この記事では、「博多駅前道路陥没事故」の場所や原因など写真を交えてその後現在までの様子について詳しくまとめましたのでご紹介します。
この記事の目次
「博多駅前道路陥没事故」とは~原因は地下鉄のトンネル工事だった
博多駅前道路陥没事故の場所と写真
場所: 福岡県福岡市博多区博多駅前2丁目5番、同3丁目26番
日付: 2016年11月8日午前5時15分ごろ (日本標準時)
原因: 工事中の地下鉄トンネル上部の地盤が割れ、地面とトンネルを通す岩盤層の間にあった地下水や土砂が坑内に流れ込み、上部地盤が崩落
死亡者: 0人
負傷者: 1人(停電した近隣ビル内部での転倒による)
損害: 幅約27メートル、長さ約30メートル、深さ約15メートルの道路陥没およびライフラインの停止
「博多駅前道路陥没事故」は2016年11月8日午前5時15分頃に、福岡県福岡市博多区にある博多駅の博多口駅前広場正面から西に延びる「はかた駅前通り」の博多駅前2丁目交差点付近で発生しました。

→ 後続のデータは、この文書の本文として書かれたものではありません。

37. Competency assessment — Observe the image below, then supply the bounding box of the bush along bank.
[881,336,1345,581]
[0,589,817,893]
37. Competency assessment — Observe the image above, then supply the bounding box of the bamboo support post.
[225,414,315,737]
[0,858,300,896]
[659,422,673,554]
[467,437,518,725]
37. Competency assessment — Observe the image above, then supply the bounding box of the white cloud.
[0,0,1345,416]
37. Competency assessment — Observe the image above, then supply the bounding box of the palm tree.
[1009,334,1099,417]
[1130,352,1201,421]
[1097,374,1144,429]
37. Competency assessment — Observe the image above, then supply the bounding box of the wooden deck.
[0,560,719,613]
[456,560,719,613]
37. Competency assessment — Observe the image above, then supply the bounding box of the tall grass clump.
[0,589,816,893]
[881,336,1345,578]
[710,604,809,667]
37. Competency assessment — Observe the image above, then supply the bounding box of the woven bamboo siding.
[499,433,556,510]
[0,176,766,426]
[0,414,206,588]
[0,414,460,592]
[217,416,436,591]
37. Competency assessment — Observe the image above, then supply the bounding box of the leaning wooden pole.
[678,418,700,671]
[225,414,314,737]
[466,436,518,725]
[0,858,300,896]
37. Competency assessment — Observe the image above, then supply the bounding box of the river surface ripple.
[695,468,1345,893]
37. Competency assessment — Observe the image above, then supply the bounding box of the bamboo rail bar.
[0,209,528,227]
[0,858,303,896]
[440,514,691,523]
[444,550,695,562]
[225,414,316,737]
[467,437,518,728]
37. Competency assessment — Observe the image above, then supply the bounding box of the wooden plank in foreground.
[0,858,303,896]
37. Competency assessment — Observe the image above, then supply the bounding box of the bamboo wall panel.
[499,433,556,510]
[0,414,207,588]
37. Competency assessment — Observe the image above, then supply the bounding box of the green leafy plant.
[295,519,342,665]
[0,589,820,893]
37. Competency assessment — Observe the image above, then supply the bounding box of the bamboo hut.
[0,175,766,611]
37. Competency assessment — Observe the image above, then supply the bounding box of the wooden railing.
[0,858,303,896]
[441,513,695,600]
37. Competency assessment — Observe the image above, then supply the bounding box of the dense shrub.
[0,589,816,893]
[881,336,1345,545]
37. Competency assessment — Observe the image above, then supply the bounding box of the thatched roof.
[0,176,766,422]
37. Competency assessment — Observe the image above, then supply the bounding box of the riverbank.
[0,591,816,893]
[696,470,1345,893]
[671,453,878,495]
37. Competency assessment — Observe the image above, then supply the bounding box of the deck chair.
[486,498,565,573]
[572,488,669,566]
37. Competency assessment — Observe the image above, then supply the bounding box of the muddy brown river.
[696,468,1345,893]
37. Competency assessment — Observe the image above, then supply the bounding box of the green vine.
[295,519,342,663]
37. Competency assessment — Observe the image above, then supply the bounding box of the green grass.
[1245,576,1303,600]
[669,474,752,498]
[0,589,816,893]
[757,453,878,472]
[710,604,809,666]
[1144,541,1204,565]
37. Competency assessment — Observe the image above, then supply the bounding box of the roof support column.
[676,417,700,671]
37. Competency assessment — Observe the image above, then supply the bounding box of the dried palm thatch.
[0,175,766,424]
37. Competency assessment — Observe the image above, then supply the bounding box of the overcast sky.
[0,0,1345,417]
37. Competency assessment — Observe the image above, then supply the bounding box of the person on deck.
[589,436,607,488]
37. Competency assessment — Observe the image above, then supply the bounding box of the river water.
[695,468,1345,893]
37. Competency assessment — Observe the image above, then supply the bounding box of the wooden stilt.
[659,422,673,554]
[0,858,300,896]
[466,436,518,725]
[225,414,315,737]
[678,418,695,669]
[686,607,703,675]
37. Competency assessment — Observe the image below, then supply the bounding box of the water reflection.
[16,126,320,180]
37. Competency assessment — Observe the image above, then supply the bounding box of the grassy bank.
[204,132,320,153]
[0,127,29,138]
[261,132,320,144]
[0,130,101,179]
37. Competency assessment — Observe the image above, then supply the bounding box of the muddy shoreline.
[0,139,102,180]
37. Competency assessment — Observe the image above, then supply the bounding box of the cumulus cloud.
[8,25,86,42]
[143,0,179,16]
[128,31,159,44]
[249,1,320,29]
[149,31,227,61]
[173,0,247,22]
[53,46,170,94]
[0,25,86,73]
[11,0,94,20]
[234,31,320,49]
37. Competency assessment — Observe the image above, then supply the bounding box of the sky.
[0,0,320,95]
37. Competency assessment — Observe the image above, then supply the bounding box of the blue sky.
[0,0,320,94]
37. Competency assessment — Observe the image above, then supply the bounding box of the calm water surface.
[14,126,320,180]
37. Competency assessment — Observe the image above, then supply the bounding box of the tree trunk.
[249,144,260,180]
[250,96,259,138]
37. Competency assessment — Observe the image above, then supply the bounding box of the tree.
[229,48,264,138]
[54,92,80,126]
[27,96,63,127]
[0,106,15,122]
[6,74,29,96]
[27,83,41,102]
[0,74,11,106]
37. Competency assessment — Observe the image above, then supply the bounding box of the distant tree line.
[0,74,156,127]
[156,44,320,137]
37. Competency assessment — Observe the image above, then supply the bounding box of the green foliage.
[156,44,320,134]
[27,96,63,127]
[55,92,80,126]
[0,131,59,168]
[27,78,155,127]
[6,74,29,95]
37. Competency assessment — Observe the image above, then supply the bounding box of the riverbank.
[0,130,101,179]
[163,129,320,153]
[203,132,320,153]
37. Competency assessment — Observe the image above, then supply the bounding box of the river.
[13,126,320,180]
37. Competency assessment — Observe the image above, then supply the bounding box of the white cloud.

幅約27メートル、長さ約30メートル、深さ約15メートルの巨大な穴が出現しましたが、工事作業員の迅速な対応のおかげにより、崩落による作業員や通行人、車などが巻き込まれることはありませんでした。
世界的に見ても稀に見る大規模な陥没事故だったにも関わらず、死者および直接的な負傷者を1名も出さずに済んだ的確な対応と、事故後1週間で道路を交通できる状態にした迅速な復旧に国内外のメディアはこぞって驚きのニュースとして取り上げました。
崩落事故自体は喜ばしいことではないものの、福岡県は図らずも行政の有能さを世界に見せつける結果となりました。
博多駅前道路陥没事故の原因と作業員の迅速な対応
2016年11月8日午前4時25分頃に、崩落現場から西に200メートル程度の地点で、福岡市地下鉄七隈線のトンネル延伸工事が進められていました。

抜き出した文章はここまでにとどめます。